USDA awards $7.7M for canned fruits, with Pacific Coast Producers securing the contract

Contract Overview

Contract Amount: $7,675,512 ($7.7M)

Contractor: Pacific Coast Producers

Awarding Agency: Department of Agriculture

Start Date: 2025-12-15

End Date: 2026-02-28

Contract Duration: 75 days

Daily Burn Rate: $102.3K/day

Competition Type: FULL AND OPEN COMPETITION AFTER EXCLUSION OF SOURCES

Number of Offers Received: 6

Pricing Type: FIXED PRICE WITH ECONOMIC PRICE ADJUSTMENT

Sector: Other

Official Description: COMMODITIES FOR USG FOOD DONATIONS: 2000011094/4400002435/4100033470/PEACHES CLING SLICES EX LT CAN-6/10,PEACHES CLING DICED EX LT CAN-6/10,MIXED FRUIT CAN-24/300,MIXED FRUIT EX LT CAN-6/10

Place of Performance

Location: OROVILLE, BUTTE County, CALIFORNIA, 95965

State: California Government Spending

Plain-Language Summary

Department of Agriculture obligated $7.7 million to PACIFIC COAST PRODUCERS for work described as: COMMODITIES FOR USG FOOD DONATIONS: 2000011094/4400002435/4100033470/PEACHES CLING SLICES EX LT CAN-6/10,PEACHES CLING DICED EX LT CAN-6/10,MIXED FRUIT CAN-24/300,MIXED FRUIT EX LT CAN-6/10 Key points: 1. Contract focuses on essential canned fruit commodities for U.S. government food donation programs. 2. Awarded via full and open competition after exclusion of sources, indicating a structured procurement process. 3. Fixed-price contract with economic price adjustment suggests potential for cost fluctuations based on market conditions. 4. Delivery order structure implies flexibility in fulfilling specific program needs over the contract period. 5. Contract duration of 75 days points to a focused, short-term requirement for these specific commodities. 6. The contract value is modest within the broader context of federal food procurement.

Value Assessment

Rating: good

The contract value of approximately $7.7 million for canned fruits appears reasonable given the quantity and type of goods specified. Benchmarking against similar federal food donation contracts would provide a more precise value-for-money assessment. The fixed-price with economic price adjustment structure allows for some market volatility, which is a common practice in commodity procurement to ensure supply.

Cost Per Unit: N/A

Competition Analysis

Competition Level: full-and-open

The contract was awarded under 'Full and Open Competition After Exclusion of Sources.' This indicates that while the competition was open, certain sources may have been excluded prior to the solicitation, possibly due to specific requirements or prior performance issues.

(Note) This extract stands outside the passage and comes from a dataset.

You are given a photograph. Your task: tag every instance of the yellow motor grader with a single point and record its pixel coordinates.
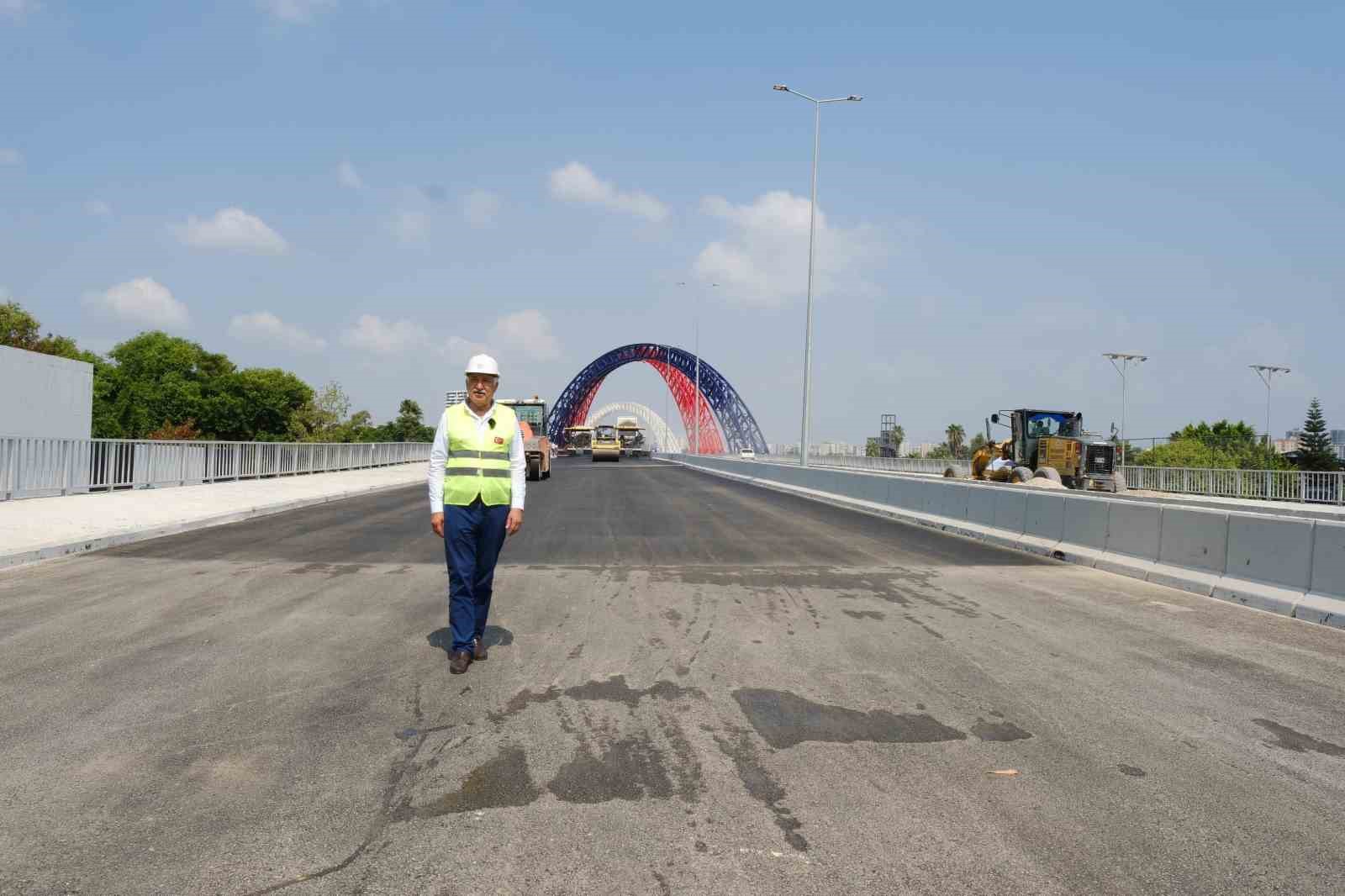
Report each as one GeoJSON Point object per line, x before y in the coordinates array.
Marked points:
{"type": "Point", "coordinates": [1047, 444]}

The number of bidders is not specified, but the 'full and open' nature suggests a competitive process aimed at achieving fair market prices.

Taxpayer Impact: This competitive approach is generally favorable for taxpayers as it aims to secure the best possible pricing and terms by allowing multiple qualified vendors to bid.

Public Impact

Beneficiaries include recipients of U.S. government food donation programs, likely including food banks and charitable organizations. Services delivered involve the provision of canned peaches and mixed fruit, essential for nutritional support. Geographic impact is national, supporting federal food assistance initiatives across the United States. Workforce implications are primarily within the agricultural processing and logistics sectors involved in producing and distributing the canned goods.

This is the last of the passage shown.